A couple things I’ve noticed. 1) The rim of my head has always been the most sensitive part of my dick, the part that brings me down. 2) Lately, the girls will be trying to get me hard so we can have sex, maybe giving me a blowjob, and I don’t get hard but I still get close to climax and then have to pull myself from the brink of orgasm, all while limp. 3) One thing that had been increasingly happening even before this big no-show was that when I was close to cumming, I would squeeze my muscles to calm myself down – but after two or three of those, my dick would just check out almost completely, almost as if “hey, if you don’t want me to be aroused then I’m outta here.” 4) lately my prostate area has felt kinda tight. Could that be a tight pelvic floor?

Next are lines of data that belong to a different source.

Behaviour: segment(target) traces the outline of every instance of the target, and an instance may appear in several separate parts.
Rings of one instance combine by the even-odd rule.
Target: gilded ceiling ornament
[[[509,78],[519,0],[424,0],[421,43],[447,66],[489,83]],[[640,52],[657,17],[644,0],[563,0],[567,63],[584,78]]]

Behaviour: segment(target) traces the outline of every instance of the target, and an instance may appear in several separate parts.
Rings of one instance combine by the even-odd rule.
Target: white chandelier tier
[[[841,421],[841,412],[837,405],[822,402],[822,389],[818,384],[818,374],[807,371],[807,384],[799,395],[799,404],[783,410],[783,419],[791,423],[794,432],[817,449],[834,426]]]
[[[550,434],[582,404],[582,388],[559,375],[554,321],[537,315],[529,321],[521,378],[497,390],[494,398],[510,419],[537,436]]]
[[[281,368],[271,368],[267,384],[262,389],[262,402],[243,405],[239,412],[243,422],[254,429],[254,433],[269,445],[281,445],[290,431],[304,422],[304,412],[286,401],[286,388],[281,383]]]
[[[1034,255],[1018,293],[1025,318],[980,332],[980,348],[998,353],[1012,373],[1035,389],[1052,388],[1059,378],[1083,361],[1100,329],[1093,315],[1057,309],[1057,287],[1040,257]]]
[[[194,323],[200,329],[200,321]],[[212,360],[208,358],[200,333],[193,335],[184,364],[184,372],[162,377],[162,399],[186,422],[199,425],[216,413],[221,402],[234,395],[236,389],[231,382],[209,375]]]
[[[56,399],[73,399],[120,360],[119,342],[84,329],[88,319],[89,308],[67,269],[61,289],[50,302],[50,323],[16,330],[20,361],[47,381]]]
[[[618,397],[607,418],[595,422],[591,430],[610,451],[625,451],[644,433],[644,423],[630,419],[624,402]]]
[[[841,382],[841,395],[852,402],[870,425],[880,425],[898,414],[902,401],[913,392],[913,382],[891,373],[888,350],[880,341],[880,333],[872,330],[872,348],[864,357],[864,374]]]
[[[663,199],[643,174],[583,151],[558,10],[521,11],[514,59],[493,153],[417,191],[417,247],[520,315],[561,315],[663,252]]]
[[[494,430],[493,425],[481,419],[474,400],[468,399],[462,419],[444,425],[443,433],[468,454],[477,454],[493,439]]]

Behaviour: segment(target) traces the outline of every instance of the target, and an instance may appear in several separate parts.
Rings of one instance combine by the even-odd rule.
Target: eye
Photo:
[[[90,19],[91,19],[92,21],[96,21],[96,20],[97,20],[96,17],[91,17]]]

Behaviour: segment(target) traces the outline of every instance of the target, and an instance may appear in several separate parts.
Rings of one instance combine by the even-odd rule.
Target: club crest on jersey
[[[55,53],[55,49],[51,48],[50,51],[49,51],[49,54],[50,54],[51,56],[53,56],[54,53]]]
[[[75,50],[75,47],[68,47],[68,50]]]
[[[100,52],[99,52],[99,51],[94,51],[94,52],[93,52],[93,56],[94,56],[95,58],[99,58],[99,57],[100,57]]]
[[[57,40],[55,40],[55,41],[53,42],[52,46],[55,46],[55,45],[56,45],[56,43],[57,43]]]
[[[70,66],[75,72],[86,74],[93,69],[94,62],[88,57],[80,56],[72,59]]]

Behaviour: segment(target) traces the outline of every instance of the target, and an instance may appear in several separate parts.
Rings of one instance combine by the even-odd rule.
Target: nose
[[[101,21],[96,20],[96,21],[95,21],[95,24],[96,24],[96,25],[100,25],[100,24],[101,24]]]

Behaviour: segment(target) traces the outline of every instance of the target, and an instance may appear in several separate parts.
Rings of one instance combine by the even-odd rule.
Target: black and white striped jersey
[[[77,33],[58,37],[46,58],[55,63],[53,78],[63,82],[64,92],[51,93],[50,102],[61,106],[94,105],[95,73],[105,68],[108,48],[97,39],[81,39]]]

I don’t want to deal with drugs. I also understand that I’m about to be 40, not a spring chicken anymore. I am starting to exercise much more, cutting out the porn, damn near cutting out masturbation too, drinking a lot less, especially around girls, and just generally trying to rewire my body and mind to approach sex in a more healthy way. I guess my big questions are 1) is it possible that where alcohol used to delay orgasms in a man it can now exacerbate them? 2) Is it possible that kegel muscles can actually kill your erection? 3) What can I do to really cure my PE this time, without gigantic quantities of alcohol? It almost seems like now the PE is worse, because for some reason my orgasms are much stronger these days than they used to be since I started exploring new ways to cum alone.
oh PS: never heard about reverse kegels until I visited this site but just now realizing that at any one time my pelvic floor muscles are two miles up my ass.